My own field, which is organ building (that's pipes, not prostheses), involves a vast amount of high-precision woodworking. We are making an enormous machine out of wood. There are a multitude of repetitive tasks for which CNC appears to be the answer to a dream--and I dream of the day when I can acquire this technology for my very small shop. Most of the parts in question are inside the organ, where aesthetic considerations, though still important, often must give way to practical necessities. I would imagine few uses for CNC in building the organ-case itself. On the other hand the decorative grilles that usually surmount the pipes could be prepped with one of these machines, before the detail carving was done, sparing us many long, noisy, boring hours with the jigsaw and router. If I had a batch of linen-fold panels to make, a CNC machine would be a godsend, though I would still want the detailing to be done by hand.

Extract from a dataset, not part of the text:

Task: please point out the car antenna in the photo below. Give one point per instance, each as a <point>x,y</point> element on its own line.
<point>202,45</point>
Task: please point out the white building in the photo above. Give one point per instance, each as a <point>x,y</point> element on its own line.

posted: 11:00 am on January 6thEven those organbuilders who build historicially inspired instruments, hewing closely to the practices of the Baroque era, don't rough out their lumber in a saw-pit and dimension it with hand planes. Nor do I know anyone who does the joinery by hand. I do have some colleagues who to produce what looks like a hand-planed surface, instead of sanding--and they use a wonderful Japanese machine to do it.

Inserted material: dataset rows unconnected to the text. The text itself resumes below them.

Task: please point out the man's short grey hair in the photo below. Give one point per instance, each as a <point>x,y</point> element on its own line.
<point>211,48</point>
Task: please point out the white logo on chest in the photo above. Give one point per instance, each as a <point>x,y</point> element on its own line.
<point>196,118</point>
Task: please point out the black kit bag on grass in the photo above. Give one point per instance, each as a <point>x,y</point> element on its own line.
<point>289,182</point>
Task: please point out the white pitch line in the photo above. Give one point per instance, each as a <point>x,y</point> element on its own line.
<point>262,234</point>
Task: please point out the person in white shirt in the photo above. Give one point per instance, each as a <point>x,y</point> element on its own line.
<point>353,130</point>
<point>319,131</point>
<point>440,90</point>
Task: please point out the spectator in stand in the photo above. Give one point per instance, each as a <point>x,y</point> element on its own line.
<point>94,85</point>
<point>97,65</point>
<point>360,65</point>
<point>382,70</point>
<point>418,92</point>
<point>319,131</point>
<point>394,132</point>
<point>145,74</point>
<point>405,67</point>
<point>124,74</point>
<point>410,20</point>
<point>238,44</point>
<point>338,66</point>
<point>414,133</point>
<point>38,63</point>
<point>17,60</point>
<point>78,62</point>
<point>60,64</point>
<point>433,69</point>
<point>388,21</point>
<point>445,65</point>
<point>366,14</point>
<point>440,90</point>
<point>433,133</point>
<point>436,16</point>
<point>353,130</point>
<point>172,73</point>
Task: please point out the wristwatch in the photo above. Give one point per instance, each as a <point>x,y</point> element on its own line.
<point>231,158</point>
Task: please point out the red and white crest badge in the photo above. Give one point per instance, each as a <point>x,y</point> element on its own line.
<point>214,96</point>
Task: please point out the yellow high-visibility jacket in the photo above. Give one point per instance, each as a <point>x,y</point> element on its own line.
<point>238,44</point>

Technology is a good servant, but a bad master. Others on this thread have observed that they are glad to have learned to work the old-fashioned way before turning to CNC. I think that is very important. Who would want to be limited to only what CNC can do? To draw another example from my own field, we organbuilders face the question of whether to tune our instrument by ear or to use an electronic tuner. Tuning a large organ by ear is a fastidious and tiring process. Besides, the loud sounds can, in the long run, damage your hearing. Today there are outstanding electronic tuners, so accurate that you can put cotton in your ears. If I could afford it I would gladly use such an instrument. However, I cannot imagine anyone using it intelligently who hadn't first learned to tune by ear.
When considering the merits and demerits of using any sort of machine, we ought to recall that for the first generation of the arts and crafts movement (William Morris et al.) even the table-saw was regarded as a soul-killing abomination. I know of few artisans today who are that hard-core. But it depends on what you are out to acheive. If woodworking is a form of meditation for you, a spiritual practice, you might indeed decide to work entirely by hand.

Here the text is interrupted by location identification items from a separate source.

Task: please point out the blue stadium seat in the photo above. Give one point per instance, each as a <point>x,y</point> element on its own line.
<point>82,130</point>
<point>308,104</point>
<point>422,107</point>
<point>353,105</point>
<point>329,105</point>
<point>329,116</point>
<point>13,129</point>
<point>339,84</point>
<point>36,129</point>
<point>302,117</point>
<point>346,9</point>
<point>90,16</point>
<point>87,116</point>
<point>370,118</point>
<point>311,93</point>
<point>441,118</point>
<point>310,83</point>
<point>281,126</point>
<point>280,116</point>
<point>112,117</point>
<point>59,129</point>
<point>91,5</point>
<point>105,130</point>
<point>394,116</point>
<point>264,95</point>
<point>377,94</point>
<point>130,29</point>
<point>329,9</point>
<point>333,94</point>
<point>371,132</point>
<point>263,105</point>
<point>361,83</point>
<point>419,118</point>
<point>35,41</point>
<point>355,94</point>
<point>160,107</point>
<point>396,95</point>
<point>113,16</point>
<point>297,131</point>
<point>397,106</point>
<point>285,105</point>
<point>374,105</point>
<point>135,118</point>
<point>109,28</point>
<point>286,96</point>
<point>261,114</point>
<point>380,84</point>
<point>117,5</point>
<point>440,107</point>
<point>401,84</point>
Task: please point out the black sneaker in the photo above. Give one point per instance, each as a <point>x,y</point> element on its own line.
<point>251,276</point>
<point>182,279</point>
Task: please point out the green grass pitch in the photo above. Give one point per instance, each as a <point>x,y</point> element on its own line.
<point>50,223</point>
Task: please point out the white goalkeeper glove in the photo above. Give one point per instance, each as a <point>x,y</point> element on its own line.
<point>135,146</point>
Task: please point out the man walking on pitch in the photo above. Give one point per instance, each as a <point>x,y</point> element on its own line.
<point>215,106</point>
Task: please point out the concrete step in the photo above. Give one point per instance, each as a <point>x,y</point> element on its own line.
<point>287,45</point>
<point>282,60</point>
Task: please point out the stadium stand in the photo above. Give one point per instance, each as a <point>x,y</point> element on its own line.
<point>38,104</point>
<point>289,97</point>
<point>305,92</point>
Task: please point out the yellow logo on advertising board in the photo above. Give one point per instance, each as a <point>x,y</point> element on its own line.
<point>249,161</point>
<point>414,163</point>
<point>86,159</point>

In the end, each of us must ask, what matters to me? Of what does my integrity consist? Few of us do what we do just to make money, because, if that's what interests you there are a hell of a lot easier ways to do it. So spiritual values must be involved and that always means renunciation at some level. Most fine woodworkers have, willy-nilly, taken a vow of poverty. Many have practiced obedience in submitting to an exacting elder who taught them their craft. There remains the question of chastity, and I think that's at the heart of our worries about technology. And what is chastity? I think that the late Roberston Davies said it best: "Chastity is having the body in the soul's keeping." Who is in charge, we or our machines? Honest reflection on that question should enable each of us to draw his or her own line in the sand--or rather the sawdust. Then we must have the wisdom to stay on the right side of it.